ARS agents noted a small amount of algae at sea. As for gas emissions (H2S), they are below the detection threshold, according to the agency. The priority points to watch - because of the amount of algae and the proximity of the dwellings - are Cul-de-Sac Bay, North Orient Bay and Lucas Bay. No sector is on the red list (very large quantities next to homes) of the ARS. In Saint-Barthélemy, the coves of Cayes and Marigot are particularly monitored (red list) because of the large number of algae and odors (rate remains below 0.2 ppm), according to the agency. The president of the Collectivity Aline Hanson and the prefect Anne Laubies will draw up a report on Friday morning on the collection of Sargassum, carried out by the brigadiers of the association "Center Symphorien d'Insertion".

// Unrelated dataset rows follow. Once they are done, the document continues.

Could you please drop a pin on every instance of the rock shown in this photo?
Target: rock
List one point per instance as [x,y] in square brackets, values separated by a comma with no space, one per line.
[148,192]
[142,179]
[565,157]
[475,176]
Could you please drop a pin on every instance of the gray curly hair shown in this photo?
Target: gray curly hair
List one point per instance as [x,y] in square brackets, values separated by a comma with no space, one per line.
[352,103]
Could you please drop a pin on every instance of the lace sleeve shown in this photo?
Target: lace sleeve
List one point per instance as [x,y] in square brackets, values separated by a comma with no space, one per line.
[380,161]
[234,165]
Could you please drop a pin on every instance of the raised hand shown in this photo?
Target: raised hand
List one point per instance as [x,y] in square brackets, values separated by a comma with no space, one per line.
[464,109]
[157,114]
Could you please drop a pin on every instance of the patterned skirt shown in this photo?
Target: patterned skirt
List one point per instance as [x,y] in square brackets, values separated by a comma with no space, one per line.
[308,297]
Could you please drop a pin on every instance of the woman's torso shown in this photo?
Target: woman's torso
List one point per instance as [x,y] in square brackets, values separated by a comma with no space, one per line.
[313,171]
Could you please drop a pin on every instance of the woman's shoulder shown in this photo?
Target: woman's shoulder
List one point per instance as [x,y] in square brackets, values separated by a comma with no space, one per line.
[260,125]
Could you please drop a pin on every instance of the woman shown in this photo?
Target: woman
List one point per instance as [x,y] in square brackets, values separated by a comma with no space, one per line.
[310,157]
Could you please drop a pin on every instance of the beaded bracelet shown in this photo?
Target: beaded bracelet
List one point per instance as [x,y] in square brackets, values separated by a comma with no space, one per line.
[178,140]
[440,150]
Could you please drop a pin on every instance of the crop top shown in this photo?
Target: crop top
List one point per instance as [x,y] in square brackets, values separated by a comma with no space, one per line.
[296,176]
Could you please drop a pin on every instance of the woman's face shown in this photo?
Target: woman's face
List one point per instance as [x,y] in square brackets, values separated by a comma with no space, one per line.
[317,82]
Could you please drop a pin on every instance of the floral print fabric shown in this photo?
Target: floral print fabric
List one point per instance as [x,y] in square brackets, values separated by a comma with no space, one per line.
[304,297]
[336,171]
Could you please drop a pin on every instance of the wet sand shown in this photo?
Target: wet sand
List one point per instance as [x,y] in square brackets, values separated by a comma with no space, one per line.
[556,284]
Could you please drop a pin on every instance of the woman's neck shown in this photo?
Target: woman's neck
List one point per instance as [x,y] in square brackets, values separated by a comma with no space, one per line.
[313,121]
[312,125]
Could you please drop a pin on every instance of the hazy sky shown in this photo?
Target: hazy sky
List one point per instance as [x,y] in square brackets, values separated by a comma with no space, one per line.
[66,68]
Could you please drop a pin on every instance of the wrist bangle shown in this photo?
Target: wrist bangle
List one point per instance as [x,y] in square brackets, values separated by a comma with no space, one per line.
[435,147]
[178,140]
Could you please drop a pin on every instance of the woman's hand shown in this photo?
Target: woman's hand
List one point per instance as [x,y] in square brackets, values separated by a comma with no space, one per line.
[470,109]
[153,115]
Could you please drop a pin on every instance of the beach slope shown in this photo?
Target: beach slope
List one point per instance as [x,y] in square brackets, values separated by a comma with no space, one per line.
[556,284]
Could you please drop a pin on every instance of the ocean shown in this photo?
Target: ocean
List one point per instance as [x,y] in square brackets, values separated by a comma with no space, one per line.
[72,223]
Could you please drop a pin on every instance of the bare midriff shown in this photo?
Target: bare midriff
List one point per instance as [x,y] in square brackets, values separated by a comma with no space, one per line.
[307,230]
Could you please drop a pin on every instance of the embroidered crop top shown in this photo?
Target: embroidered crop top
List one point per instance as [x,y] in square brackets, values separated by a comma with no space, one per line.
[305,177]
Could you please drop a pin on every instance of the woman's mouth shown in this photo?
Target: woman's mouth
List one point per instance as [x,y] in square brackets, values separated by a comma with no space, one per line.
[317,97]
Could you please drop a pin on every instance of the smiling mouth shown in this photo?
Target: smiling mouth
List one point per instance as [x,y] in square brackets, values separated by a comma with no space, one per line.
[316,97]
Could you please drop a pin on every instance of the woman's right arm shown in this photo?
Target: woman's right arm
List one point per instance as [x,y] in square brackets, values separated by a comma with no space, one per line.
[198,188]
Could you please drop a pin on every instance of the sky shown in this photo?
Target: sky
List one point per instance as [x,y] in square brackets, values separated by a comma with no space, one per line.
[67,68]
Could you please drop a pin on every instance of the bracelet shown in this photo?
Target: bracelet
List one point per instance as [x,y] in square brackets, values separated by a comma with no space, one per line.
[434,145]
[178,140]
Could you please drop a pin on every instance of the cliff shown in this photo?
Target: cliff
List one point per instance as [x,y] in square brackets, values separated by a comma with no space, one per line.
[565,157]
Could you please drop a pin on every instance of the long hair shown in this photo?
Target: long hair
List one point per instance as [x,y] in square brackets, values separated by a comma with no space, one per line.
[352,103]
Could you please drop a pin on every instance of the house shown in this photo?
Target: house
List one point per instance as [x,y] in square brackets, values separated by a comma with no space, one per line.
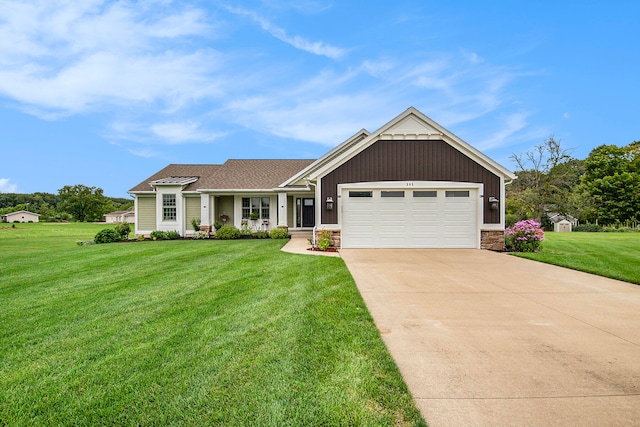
[563,226]
[120,216]
[21,216]
[410,183]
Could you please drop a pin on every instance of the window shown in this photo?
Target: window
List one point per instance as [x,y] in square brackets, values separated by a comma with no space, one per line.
[392,193]
[259,205]
[458,193]
[169,207]
[360,194]
[430,193]
[246,207]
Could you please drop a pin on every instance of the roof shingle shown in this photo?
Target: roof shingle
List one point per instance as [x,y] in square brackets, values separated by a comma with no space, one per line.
[232,175]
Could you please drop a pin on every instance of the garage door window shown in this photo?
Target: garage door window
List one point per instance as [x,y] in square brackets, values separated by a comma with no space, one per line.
[360,193]
[457,193]
[392,194]
[425,193]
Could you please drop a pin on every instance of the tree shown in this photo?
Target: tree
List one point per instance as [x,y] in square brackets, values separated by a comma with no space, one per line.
[84,203]
[546,178]
[612,179]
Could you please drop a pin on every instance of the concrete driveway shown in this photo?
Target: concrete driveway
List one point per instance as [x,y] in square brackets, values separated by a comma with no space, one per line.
[488,339]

Interdepartmental study mission on sargassum: three senior officials will be present in Guadeloupe until January 25 to carry out a study mission on sargassum on the initiative of the Minister of Ecology Ségolène Royal, the Minister of Agriculture and Agrifood Stéphane Le Foll, as well as the Minister of Overseas George Pau-Langevin. This delegation will also travel to Saint-Martin and Saint-Barthélemy. The general inspector of the administration Tristan Florenne and two general engineers of bridges, waters and forests, François Guerber and François Colas-Belcour, will "facilitate the establishment of a long-term management of the stranding phenomenon sargassum and formulate lasting solutions for the collection and enhancement of algae ”, according to the prefecture. Their report is expected in March.